Local Democratic official Joe McAndrew will also be defending District 32, a 62-36 Biden constituency where state Rep. Tony DeLuca was posthumously re-elected, against pastor Clay Walker. Finally, Swissvale Borough Council President Abigail Salisbury should have no trouble succeeding now-Rep. Summer Lee in District 34, where Biden won 80-19.
Rozzi, for his part, was elected speaker a month ago with the support of the entire Democratic caucus as well as 16 Republicans, but his position has always been tenuous. Democratic state Rep. Malcolm Kenyatta tweeted just two days after that contest to predict that, once the specials are resolved, McClinton "will become Speaker Joanna McClinton."
Some of Rozzi’s former GOP backers, who supported him after concluding they couldn’t elect one of their own, have also made it clear they’re not happy that he’s remained close to the Democrats and hasn’t dropped his party affiliation. Rozzi says he only agreed to consider becoming an independent but doesn’t plan to do so, but that isn’t how Republican leader Bryan Cutler recounts it. “I think the mistake was trusting somebody who wasn’t entirely truthful,” said Cutler, adding, “That was a mistake. And there’s still time to correct that.”
Rozzi himself, though, insists that it’s Cutler who betrayed him over a proposed constitutional amendment that would give survivors of childhood sexual abuse a special two-year window to sue over claims that had otherwise expired. Rozzi, who himself is an abuse survivor, says that he believed the GOP-controlled state Senate crossed him by packaging this measure with two unrelated conservative amendments in order to pressure the House into placing all three on the ballot.
The speaker insists he unsuccessfully tried to reach a resolution with Cutler, but had harsh words for the Republican. “You talk to the Democrats up here over the last 12 years and they’ll tell you, like every opportunity that Bryan Cutler got a chance to lie to them, he lied to them,” said Rozzi. Following the debacle regarding the abuse amendment, Rozzi adjourned the chamber until late February without any further legislative action. The House also has yet to agree on operating rules that, among other things, would determine how many members from each party would sit on each committee.

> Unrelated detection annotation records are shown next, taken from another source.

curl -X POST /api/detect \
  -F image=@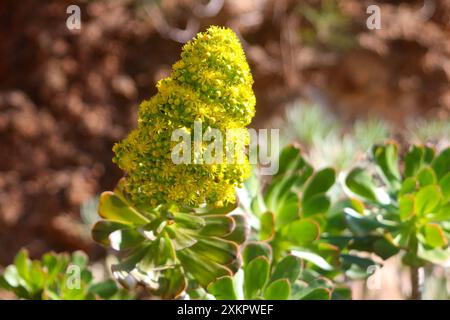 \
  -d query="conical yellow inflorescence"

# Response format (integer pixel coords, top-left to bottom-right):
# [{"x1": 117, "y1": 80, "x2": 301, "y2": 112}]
[{"x1": 113, "y1": 26, "x2": 256, "y2": 207}]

McClinton herself said last week she has a “positive working relationship,” with the speaker, but she hasn’t said if she’d ask him to step aside. Rozzi himself was noncommittal, saying of McClinton, “So, you know, at the end of the day she still has to get the votes to become speaker of the House.” While acknowledging his critics, he insisted, “I think that if I can show people I can lead this House, maybe I could stay in this position.”
An unnamed Rozzi ally, however, told the AP, “Mark is not certain about how long his tenure lasts …. There’s no textbook that he’s going to be able to pull out and read the next play from.” McClinton, for her part, said in response to Rozzi’s comments about her that she “would be honored” to hold the top job and would “trust my colleagues will make the best decision to move Pennsylvania forward.”